Aisyah kini tertunduk malu. Ia benar-benar tidak tahu harus berbuat apa lagi.  Usia Aisyah memang sudah pantas untuk menikah. Ia sudah berumur dua puluh lima tahun saat ini sedangkan Ronald telah berumur tiga puluh dua tahun. Perbedaan umur keduanya terpaut tujuh tahun. Tapi, mengapa abahnya langsung melamar pria itu di depannya?

Sementara itu, Ronald terlihat terkejut. "Aku tidak salah dengar?" 

"Yah, kau memang tidak salah dengar. Aku menawarkan mu menikah dengan putriku," ucap Kiyai Sulaiman.

Ronald kemudian menatap Aisyah yang ternyata juga curi-curi pandang. Alhasil, matanya sempat bertemu selama sedetik sebelum akhirnya Aisyah memalingkan wajahnya lagi.

Ronald kemudian menghela napas. "Jika kau ingin memaksa putrimu menikah denganku hanya karena perasaan bersalah atau merasa berhutang Budi, maka lupakan saja! Aku sama sekali tidak menyalahkanmu atas apa yang menimpaku. Mungkin... aku sedang sial saja."

Ia paham kalau Aisyah terpaksa dijodohkan seperti ini. Hal itu terlihat jelas saat Ronald memperhatikan Aisyah.

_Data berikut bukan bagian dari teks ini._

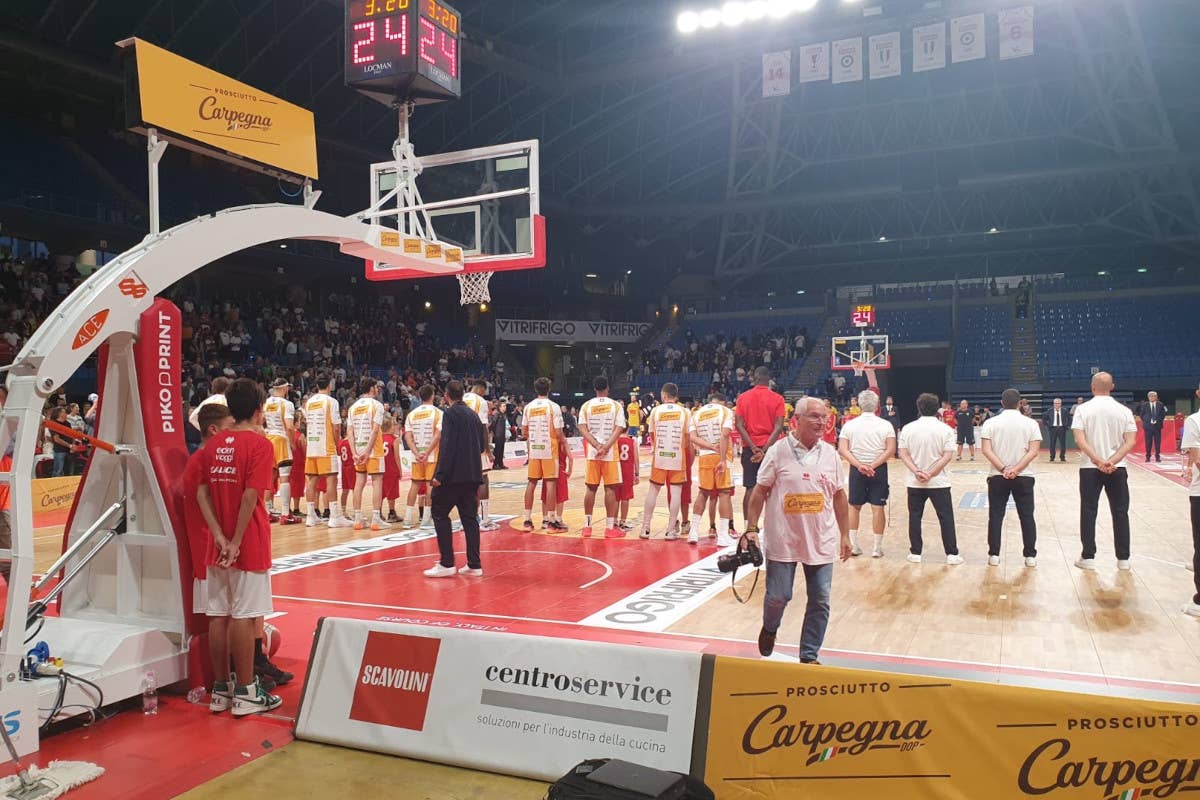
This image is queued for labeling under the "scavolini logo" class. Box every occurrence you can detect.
[1016,714,1200,800]
[350,631,442,730]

Kiyai Sulaiman kemudian menjelaskan niatnya yang ingin merawat Ronald yang karena menolongnya, Ronald harus menjadi pria lumpuh. Kiyai Sulaiman juga menyampaikan bahwa ia akan dirawat dengan sangat baik oleh putrinya setelah menikah.

Mendengar bahwa ia akan dirawat dan diurus oleh Aisyah setelah menikah, membuat Ronald tertarik untuk menerima tawaran Kiyai Sulaiman.

"Tentu saja, jika kau tidak mau. Aku tidak bisa memaksamu," ucap Kiyai Sulaiman akhirnya.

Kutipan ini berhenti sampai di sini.